I'm a US primary care physician. Here's my take on it:
- why is it so hard for Americans to get exercise, which would promote both good health and sleep?
You are preaching to the choir. The only caveat is exercise late in the day can be a sleep disruptor. Exercise has also been shown to work as well as some anti-depressants in terms of depression rating improvement (PHQ-9).
- for what reason do we use "sleeping pills" (sounds orwellian af tbh) and why is it so widespread? it's not only because pharmaceutical companies are creating artificial demand (although this likely plays a role).
One reason is patient demand. They want a quick fix, not something that takes work. Doctors play into this because of conveyor belt medicine where 20-25 patient visits are crammed into a day. Pills are faster than stepping someone through sleep training or talking about exercise. I get painted in what I call the 'pharmacological corner' sometimes where every suggestion other than sleeping pills is shot down by the patient.
I still rarely prescribe or if I do it's for intermittent use.
- do the citizens of other countries "require" as many sleeping pills as do we Americans? if so, are there any traits they share in common with us?
Interesting question -- I have no clue. I volunteered at a Coronary Care unit in Thailand and found that both opiate use and sleeping pills were much less officially prescribed but you could get both on your own under the counter at some pharmacies.

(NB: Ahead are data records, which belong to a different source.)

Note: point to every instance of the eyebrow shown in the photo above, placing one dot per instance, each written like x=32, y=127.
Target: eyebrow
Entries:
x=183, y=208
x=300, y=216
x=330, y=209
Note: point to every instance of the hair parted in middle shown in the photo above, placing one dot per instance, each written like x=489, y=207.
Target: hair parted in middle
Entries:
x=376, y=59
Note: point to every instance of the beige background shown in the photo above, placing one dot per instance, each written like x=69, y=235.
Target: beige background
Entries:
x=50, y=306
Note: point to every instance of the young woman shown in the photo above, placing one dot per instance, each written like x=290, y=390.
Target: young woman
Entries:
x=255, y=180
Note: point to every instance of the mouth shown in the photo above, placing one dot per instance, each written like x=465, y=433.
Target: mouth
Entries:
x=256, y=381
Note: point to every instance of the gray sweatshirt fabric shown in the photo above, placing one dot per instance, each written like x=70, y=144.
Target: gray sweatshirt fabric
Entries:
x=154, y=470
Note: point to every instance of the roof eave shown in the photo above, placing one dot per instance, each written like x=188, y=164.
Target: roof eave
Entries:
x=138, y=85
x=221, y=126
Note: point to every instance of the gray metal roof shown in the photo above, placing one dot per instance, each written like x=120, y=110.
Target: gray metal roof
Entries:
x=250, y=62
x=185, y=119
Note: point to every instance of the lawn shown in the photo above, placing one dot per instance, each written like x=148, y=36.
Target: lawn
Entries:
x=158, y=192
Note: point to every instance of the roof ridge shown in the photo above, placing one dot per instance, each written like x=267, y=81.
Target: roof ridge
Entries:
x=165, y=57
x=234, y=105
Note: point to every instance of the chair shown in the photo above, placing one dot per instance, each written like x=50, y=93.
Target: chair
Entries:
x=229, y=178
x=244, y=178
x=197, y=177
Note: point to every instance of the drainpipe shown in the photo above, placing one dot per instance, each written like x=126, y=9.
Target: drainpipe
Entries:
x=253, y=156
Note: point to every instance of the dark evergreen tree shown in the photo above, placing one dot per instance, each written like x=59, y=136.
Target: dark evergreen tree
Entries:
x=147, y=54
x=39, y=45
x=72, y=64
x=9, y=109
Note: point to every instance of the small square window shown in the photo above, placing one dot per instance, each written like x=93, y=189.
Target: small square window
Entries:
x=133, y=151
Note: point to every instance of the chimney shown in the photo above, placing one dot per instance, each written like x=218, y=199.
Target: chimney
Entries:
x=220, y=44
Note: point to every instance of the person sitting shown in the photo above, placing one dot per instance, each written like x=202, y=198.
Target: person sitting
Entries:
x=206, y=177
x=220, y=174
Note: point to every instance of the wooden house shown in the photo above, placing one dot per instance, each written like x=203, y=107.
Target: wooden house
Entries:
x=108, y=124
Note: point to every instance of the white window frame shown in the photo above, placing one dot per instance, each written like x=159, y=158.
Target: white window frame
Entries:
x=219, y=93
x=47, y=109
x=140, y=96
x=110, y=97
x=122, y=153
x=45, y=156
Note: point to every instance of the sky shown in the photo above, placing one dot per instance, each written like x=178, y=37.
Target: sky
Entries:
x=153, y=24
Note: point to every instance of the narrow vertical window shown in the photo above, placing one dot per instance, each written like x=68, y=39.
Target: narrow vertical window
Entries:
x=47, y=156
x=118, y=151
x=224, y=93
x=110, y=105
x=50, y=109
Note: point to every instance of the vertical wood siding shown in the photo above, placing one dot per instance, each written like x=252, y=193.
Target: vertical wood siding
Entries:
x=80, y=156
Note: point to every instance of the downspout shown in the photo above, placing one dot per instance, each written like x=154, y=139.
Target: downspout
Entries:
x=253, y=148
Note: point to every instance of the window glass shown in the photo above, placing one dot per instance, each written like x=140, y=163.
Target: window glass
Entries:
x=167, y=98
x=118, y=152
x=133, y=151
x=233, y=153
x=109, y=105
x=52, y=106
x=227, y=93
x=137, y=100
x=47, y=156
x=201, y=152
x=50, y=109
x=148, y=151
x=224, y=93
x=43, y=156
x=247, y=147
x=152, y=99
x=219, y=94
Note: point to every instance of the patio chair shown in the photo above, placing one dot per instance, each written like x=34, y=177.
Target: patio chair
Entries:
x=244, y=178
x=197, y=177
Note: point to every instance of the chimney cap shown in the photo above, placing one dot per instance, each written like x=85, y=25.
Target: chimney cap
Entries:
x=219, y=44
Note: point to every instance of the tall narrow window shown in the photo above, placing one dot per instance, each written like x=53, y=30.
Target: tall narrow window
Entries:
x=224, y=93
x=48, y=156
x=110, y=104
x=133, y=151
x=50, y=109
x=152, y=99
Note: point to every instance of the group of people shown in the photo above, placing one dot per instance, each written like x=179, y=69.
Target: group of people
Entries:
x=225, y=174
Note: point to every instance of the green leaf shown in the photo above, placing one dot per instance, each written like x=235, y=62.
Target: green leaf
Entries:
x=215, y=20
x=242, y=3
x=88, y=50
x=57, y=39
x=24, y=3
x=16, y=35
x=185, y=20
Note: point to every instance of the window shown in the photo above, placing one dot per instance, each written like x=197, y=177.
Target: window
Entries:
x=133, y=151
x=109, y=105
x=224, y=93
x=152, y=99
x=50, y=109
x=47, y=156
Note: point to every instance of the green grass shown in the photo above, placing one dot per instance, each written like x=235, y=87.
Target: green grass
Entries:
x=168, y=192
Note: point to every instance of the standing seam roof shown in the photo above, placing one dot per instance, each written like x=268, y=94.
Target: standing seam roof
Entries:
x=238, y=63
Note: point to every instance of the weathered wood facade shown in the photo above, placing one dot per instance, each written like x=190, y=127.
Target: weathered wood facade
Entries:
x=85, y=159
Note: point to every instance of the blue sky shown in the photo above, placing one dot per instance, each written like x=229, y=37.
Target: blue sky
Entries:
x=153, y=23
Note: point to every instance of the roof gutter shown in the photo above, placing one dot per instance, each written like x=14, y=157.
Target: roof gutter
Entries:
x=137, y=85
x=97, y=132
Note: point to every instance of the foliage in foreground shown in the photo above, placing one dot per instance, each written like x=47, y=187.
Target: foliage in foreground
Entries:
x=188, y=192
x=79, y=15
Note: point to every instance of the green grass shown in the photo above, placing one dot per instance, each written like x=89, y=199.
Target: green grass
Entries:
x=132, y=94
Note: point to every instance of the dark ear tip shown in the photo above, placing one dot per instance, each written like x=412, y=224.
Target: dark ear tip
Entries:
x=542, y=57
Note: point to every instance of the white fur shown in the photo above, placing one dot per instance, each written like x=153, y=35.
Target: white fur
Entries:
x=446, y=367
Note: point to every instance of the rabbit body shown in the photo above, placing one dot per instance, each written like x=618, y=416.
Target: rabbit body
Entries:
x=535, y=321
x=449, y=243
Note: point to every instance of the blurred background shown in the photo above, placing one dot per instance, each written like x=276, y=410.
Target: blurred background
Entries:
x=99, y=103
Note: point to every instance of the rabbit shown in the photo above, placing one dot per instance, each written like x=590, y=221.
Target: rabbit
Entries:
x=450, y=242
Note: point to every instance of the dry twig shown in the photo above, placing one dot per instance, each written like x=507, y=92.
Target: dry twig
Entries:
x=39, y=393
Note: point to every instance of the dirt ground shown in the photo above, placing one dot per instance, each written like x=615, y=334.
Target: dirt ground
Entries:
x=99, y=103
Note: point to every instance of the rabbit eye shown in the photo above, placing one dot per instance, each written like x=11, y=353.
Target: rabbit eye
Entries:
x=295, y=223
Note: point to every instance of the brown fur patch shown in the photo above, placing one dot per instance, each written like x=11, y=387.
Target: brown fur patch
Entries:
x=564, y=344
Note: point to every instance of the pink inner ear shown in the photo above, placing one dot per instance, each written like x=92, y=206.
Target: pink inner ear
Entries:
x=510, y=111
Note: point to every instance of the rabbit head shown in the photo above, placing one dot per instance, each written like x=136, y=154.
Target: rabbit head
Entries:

- what are the contraindications of combining "sleeping pills" with the many other medications to which americans are daily exposed, both voluntarily and involuntarily?
Benzodiazepines potentiate the euphoric effect of opiates which is why many pain clinics and physicians won't prescribe them together. Both sleeping pills and opiates are CNS depressants and their additive effect and worsen the chances for respiratory compromise.